Come hanno scritto bene in uno splendido pamphlet pubblicato nel 2014 Francesco Giavazzi e Giorgio Barbieri, il caso del Mose è un esempio emblematico di quanto in Italia la realizzazione di un’opera pubblica, a partire dal progetto e dall’appalto, inneschi un meccanismo che, tra tempi, mancanza di controlli e costi che lievitano, porta quasi inevitabilmente a fenomeni corruttivi.
Al contrario di quello che molti potrebbero credere, però, il peccato originale del Mose non ha a che fare con la presenza di privati senza scrupoli pronti a trasformare la grande opera in una gigantesca mangiatoia, ma ha a che fare con altro. Ovvero sia con la presenza di alcune leggi che hanno permesso allo stato di concedere senza alcuna gara a un piccolo numero di imprese il monopolio dei lavori. Secondo le stime fatte nel 2014 da Giavazzi e Barbieri, i maggiori costi dovuti al peccato originale di aver affidato i lavori in monopolio ammontavano già all’epoca a oltre 2 miliardi di euro (le imprese che fecero parte del consorzio erano le stesse a cui il consorzio doveva rivolgersi per i lavori). Ci voleva così tanto per capire che gli studi, le sperimentazioni e i controlli di un’opera non andrebbero affidati a chi poi deve realizzare i lavori? Ovviamente no.
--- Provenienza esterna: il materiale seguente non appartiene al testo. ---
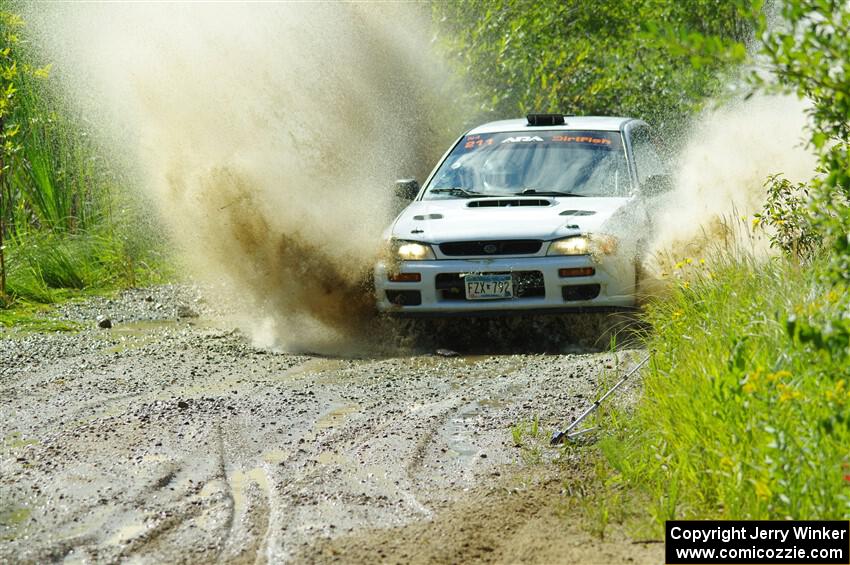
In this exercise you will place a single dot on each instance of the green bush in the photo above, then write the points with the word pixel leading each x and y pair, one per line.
pixel 741 418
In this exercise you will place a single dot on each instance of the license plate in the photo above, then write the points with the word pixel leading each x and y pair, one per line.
pixel 488 287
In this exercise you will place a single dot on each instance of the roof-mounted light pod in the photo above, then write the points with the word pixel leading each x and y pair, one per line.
pixel 545 119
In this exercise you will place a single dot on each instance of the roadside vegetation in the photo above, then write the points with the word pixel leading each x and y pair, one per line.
pixel 745 411
pixel 68 224
pixel 746 408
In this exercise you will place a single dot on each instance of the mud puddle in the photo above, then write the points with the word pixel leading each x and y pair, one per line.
pixel 187 443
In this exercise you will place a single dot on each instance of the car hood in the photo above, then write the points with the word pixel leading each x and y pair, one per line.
pixel 438 221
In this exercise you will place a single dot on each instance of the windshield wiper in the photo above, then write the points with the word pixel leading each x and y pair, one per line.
pixel 457 191
pixel 535 192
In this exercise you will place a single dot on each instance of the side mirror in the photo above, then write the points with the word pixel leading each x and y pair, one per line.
pixel 656 185
pixel 406 189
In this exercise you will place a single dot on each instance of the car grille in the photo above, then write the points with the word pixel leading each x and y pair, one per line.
pixel 527 284
pixel 499 247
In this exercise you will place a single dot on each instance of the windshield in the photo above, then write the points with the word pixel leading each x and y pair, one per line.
pixel 550 163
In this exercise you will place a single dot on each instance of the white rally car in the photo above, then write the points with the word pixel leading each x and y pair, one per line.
pixel 539 215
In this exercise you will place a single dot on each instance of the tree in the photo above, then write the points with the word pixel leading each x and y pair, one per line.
pixel 657 59
pixel 811 56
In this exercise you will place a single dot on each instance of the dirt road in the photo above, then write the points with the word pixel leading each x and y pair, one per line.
pixel 172 439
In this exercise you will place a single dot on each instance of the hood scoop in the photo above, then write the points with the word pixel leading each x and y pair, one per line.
pixel 508 202
pixel 577 213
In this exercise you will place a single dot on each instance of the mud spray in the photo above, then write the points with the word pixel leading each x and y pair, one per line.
pixel 269 137
pixel 719 179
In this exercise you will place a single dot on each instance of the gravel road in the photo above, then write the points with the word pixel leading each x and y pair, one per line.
pixel 170 438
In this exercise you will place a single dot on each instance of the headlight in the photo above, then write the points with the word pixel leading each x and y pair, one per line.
pixel 412 251
pixel 577 245
pixel 591 244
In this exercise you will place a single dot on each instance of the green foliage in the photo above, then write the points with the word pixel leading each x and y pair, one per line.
pixel 744 416
pixel 65 222
pixel 811 56
pixel 788 221
pixel 650 58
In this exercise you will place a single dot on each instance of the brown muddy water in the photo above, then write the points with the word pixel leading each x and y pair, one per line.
pixel 176 440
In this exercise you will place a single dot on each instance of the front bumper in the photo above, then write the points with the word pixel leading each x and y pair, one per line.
pixel 612 286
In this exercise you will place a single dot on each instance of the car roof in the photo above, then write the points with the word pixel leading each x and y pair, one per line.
pixel 592 123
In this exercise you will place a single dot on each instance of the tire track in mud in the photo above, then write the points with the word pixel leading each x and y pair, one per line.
pixel 197 447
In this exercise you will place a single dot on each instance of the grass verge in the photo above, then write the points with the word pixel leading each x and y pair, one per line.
pixel 740 417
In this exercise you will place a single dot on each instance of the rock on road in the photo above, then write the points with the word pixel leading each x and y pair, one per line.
pixel 170 439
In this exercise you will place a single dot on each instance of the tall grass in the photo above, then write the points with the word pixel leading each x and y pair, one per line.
pixel 68 223
pixel 739 419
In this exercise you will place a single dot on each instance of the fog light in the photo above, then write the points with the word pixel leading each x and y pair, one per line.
pixel 577 272
pixel 404 277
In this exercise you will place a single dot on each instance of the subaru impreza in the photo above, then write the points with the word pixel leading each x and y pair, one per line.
pixel 536 215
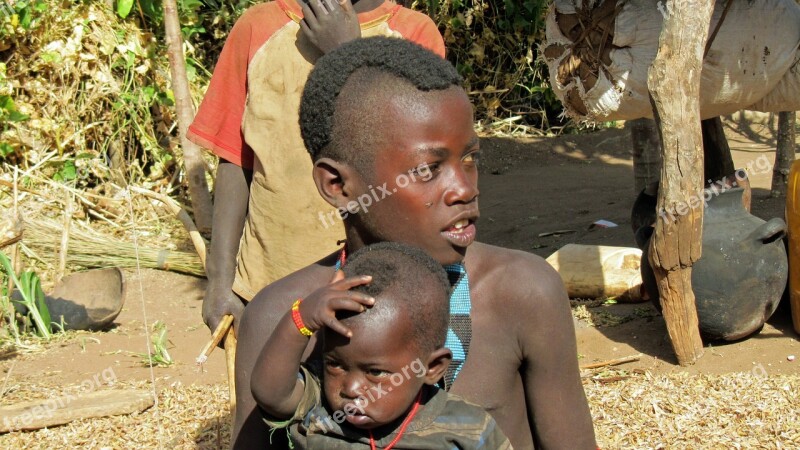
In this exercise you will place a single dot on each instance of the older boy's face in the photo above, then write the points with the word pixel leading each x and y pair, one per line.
pixel 428 161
Il vero dramma del Mose dunque non riguarda solo la corruzione che è stata involontariamente agevolata da uno stato non interessato a promuovere efficienza ma riguarda anche un altro passaggio da molti rimosso che anche qui ricorda da lontano la storia dell’Ilva.
Fino al 2013, con grande lentezza, il Mose era un progetto che stava a poco a poco prendendo vita (come sostenne conversando con questo giornale anni fa Ercole Incalza parlando dell’alta velocità, “Se pure un’opera fosse costata il 10% in più, io dico: vivaddio, almeno esiste”). E poco prima che il governo Renzi nel 2015 decidesse di commissariare il consorzio affidando tutto il pacchetto all’Anac di Raffaele Cantone l’opera (dicembre 2014) era stata completata all’84 per cento.
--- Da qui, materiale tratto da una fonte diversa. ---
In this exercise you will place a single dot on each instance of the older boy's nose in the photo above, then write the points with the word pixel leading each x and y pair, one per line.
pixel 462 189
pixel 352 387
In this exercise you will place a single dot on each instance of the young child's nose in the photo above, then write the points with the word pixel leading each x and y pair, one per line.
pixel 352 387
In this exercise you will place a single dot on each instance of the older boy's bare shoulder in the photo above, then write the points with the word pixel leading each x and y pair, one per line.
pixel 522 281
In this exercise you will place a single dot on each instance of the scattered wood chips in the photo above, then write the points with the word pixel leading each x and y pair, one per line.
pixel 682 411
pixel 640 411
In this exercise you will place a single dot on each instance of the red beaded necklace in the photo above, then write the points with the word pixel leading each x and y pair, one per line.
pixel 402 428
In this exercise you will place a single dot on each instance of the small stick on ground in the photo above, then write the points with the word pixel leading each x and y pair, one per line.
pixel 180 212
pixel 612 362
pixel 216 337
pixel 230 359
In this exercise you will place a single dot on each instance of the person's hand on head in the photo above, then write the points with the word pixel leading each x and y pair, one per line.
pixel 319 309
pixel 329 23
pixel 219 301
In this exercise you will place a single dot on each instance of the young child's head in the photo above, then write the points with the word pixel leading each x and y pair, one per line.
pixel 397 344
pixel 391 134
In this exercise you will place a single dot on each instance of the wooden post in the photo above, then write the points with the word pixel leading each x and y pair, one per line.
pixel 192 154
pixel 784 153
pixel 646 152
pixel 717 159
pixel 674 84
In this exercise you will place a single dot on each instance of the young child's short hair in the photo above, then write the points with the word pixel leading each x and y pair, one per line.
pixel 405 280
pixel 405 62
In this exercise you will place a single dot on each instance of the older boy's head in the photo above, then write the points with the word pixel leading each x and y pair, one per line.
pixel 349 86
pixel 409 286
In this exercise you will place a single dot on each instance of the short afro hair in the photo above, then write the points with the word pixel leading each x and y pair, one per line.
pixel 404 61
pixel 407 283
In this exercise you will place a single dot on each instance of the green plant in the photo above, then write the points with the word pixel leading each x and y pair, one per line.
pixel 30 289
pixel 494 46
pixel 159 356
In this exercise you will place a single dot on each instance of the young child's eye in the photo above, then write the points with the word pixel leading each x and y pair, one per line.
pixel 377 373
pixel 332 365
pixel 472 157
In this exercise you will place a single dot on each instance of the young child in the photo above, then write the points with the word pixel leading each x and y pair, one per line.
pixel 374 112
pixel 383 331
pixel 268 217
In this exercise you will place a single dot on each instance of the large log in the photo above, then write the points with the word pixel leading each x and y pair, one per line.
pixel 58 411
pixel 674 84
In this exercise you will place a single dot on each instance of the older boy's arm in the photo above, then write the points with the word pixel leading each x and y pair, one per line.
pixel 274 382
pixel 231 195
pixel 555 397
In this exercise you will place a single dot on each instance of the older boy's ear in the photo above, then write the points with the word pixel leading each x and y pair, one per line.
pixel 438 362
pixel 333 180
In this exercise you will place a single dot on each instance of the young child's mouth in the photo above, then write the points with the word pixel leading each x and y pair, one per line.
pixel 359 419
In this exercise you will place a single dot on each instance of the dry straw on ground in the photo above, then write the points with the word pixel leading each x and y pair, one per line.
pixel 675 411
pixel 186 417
Negli anni successivi, dal 2015 a oggi, il commissariamento, arrivato dopo anni di battaglie ambientaliste combattute non contro lo stato inefficiente ma contro le imprese che facevano parte del consorzio, ha rallentato a tal punto i lavori da aver reso difficile utilizzare alcuni ingranaggi del Mose lasciati per troppo tempo non in funzione.
Oggi il Mose sembra sta funzionando. E oggi è un giorno di festa. E oggi c’è una doppia lezione che si può osservare. La prima lezione e su cosa è in grado di fare l’Italia quando mette in campo tutta la sua forza innovativa - e in giro per il mondo, opere come il Mose non si trovano facilmente. La seconda lezione è su cosa dovrà fare in futuro l’Italia per evitare di mettere il nostro paese nelle mani di una burocrazia inefficiente che con il suo peso rallenta la capacità dell’Italia di governare il futuro. Oggi però si festeggia. Viva il Mose!